Dracula Vampire Conjecture

Regarding this press release, I don’t dispute this possibility for the origin of the Dracula myth in Transylvania, that it involved one or more observations of a large pterosaur standing on the ground at night. But it is speculation. Perhaps a closer examination is called for.

Tales of Dracula and Pterosaurs

The cryptozoology author Jonathan Whitcomb, of Long Beach, California, has written many press releases on the subject of modern pterosaurs. This is the latest, dated October 26, 2011. The full title is “Author Jonathan Whitcomb Asks if Tales of Dracula Come From an Animal.” For the company contact information, I guess few people would know what “PSL” means. It stands for “Pterosaurs Still Living.” But he does not use that URL on this press release contact box, instead using the “Live Pterosaur Media Center” home page.

The release has two sightings, both from Texas, the first from San Antonio:

We noticed something flying around across the road . . . the creature was flying just above the phone lines. It would go one direction, turn, and swoop back. The shape was wrong for any large bird of the area, and the size was much too large to be any bat I have ever seen . . . anywhere from 6-10 feet across.

The second sighting is from Brownsville, Texas, with an approximate date of 1995. Brownsville is in the most southerly portion of the state. The witness involved was a 12-year-old girl at the time.

“Next door, in the neighbor’s backyard, was what she first thought was a tall man . . . He was ‘draped in a long black coat or cape,’ facing away from her. ‘Dracula’ came to mind as GR tried to understand what she was looking at. The ‘man’ turned, and revealed a face that terrified the child: It was non-human.

The girl became confused when the thing turned its head and revealed a head like a “pterodactyl.” To make the story short, she ran into the house as the thing glided towards her. In terms of cryptozoological credibility issues, I see nothing especially wrong with anything in either of these reports. Both eyewitnesses mentioned the word “Dracula” in their reports to Whitcomb. But there is something speculative with that.

The Dracula myth about a “vampire bat” transforming itself into a human form, and visa-versa, may be different in Transylvania than is known in Texas. This means there may not be much of a connection between those two sightings in Texas and the European myth.
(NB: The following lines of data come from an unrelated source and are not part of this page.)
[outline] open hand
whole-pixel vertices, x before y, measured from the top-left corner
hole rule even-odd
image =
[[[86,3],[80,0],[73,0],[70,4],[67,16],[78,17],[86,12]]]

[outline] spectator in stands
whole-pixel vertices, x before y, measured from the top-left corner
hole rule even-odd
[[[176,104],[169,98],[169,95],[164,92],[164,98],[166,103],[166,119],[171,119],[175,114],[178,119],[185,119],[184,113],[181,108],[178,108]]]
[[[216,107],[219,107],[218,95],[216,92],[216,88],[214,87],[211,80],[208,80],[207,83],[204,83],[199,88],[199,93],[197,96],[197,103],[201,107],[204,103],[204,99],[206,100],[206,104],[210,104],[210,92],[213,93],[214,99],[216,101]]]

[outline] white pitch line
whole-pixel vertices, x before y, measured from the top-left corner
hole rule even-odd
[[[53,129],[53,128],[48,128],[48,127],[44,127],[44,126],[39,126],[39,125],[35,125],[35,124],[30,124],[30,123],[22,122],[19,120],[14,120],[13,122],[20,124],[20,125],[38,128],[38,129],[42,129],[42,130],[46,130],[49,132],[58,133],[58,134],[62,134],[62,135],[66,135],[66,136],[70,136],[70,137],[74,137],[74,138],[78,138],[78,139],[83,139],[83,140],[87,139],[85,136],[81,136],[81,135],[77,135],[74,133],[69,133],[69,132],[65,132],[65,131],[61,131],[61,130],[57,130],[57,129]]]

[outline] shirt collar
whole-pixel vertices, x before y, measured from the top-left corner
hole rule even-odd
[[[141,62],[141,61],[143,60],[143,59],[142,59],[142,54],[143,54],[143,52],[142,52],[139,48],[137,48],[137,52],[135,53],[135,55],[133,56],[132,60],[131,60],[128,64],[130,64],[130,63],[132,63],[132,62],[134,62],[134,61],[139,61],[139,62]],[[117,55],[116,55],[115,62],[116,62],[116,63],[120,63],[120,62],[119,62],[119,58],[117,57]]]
On another subject is a new web site that ties together the ropen sighting of a Mr. Cottingham with the “Cheesman Lights” observed in the 1930’s:

Cottingham Sighting

One night, near Lab Lab on the southeast coast of Umboi Island, he saw a flying light that lasted four or five seconds . . . The ropen light of Umboi Island has been compared with the flying lights observed by the British biologist Evelyn Cheesman in the 1930’s, but her expedition was on the mainland of New Guinea, many miles to the west. According to what she wrote in her book The Two Roads of Papua, the flying lights she observed lasted about four or five seconds.

Now that is what I call a correlation.